Seit mehr als zweieinhalb Jahren können Patienten in Deutschland medizinisches Cannabis auf Rezept erhalten. Laut dem Deutschen Arzneiprüfungsinstitut haben die Apotheken im Jahr 2018 rund 95.000 Rezepte von cannabishaltigen Zubereitungen und unverarbeiteten Blüten bearbeitet, knapp 68.000 mehr als im Vorjahr. Tomke erhält jährlich zwölf Rezepte. Die Krankheitsgründe für die Anwendung von medizinischem Marihuana können ganz unterschiedlich sein. Am häufigsten werde es konsumiert, um Schmerzen zu lindern, so Samir Rabbata, Pressesprecher der Bundesärztekammer. 69 Prozent der Patienten geben diesen Grund an. Weitere Anwendungsgründe sind laut Rabbata Spastiken mit elf Prozent, Übelkeit und Erbrechen mit vier Prozent, Depressionen mit drei Prozent, Appetitlosigkeit, Darmkrankheiten, Tourette, Epilepsie, Bewegungs- sowie Schlafstörungen mit einem Prozent.

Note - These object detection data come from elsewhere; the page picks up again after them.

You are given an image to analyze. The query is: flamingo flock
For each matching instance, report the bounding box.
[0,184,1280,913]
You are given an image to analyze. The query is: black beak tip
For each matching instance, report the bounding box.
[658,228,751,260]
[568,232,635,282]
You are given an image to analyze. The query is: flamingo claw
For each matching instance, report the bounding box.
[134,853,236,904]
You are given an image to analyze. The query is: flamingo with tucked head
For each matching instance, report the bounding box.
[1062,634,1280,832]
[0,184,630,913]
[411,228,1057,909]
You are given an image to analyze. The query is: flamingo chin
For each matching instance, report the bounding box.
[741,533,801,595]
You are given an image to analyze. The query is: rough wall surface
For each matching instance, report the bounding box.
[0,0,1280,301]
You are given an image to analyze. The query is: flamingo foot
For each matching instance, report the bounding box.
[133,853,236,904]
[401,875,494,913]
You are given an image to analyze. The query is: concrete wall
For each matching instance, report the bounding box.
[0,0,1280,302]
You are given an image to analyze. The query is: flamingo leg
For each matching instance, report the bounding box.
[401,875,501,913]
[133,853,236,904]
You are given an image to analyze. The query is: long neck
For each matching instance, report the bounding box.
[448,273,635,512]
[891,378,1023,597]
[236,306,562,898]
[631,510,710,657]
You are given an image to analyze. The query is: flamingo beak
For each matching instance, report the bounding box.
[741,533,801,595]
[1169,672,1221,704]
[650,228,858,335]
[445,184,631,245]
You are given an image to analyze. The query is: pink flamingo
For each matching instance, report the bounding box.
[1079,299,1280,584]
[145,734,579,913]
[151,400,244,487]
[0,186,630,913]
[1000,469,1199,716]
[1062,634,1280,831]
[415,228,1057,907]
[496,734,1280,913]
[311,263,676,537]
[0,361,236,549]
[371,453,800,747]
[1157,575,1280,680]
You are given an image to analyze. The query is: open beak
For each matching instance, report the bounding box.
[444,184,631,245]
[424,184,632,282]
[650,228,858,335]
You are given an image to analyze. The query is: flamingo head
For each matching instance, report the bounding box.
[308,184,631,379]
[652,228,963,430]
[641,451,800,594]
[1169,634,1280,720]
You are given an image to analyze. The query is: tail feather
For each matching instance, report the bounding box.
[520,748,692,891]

Die schmerzlindernde Wirkung von Cannabis wird jedoch auch angezweifelt. Charly Gaul, Facharzt für Neurologie und Generalsekretär der Deutschen Migräne- und Kopfschmerzgesellschaft, erklärt, dass der Gebrauch von Cannabis bei Kopfschmerzpatienten eine Rarität darstelle. Es gebe keinen wissenschaftlich tragfähigen Beleg dafür, dass Cannabiskonsum bei Migräne wirksam sei. Die Mehrzahl der Patienten beenden den Einsatz wegen Wirkungslosigkeit, sagt er.

Tomke erklärt dazu, dass zwar nicht die Kopfschmerzen verschwinden, sie jedoch besser schlafen kann. Außerdem komme sie so besser mit der Krankheit klar, kann sich entspannen und fühlt sich weniger gestresst. Cannabiskonsum helfe ihr, die Migräne zu akzeptieren. Und die medizinische US-Zeitschrift „The Journal of Pain“ berichtet von einer kanadischen Studie aus dem Jahr 2019, die zeigt, dass Cannabis das Potenzial besitze, Kopfschmerzen und Migräne zu verringern. Dazu wurden die Kurz- und Langzeitwirkungen von Marihuana bei Kopfschmerzen und Migräne erforscht. Die Auswertung umfasst Daten aus 12.293 Sitzungen. Die Probanden haben mithilfe einer App den Rauschzustand protokolliert. Laut Forschungsbericht konnte festgestellt werden, dass der Konsum der Blüten den Schweregrad der Kopfschmerzen und der Migräne um etwa 50 Prozent reduziere. Es wird jedoch auch darauf hingewiesen, dass die Wirksamkeit im Laufe der Zeit abnimmt, da die Patienten eine Art Toleranz für die Wirkstoffe entwickeln.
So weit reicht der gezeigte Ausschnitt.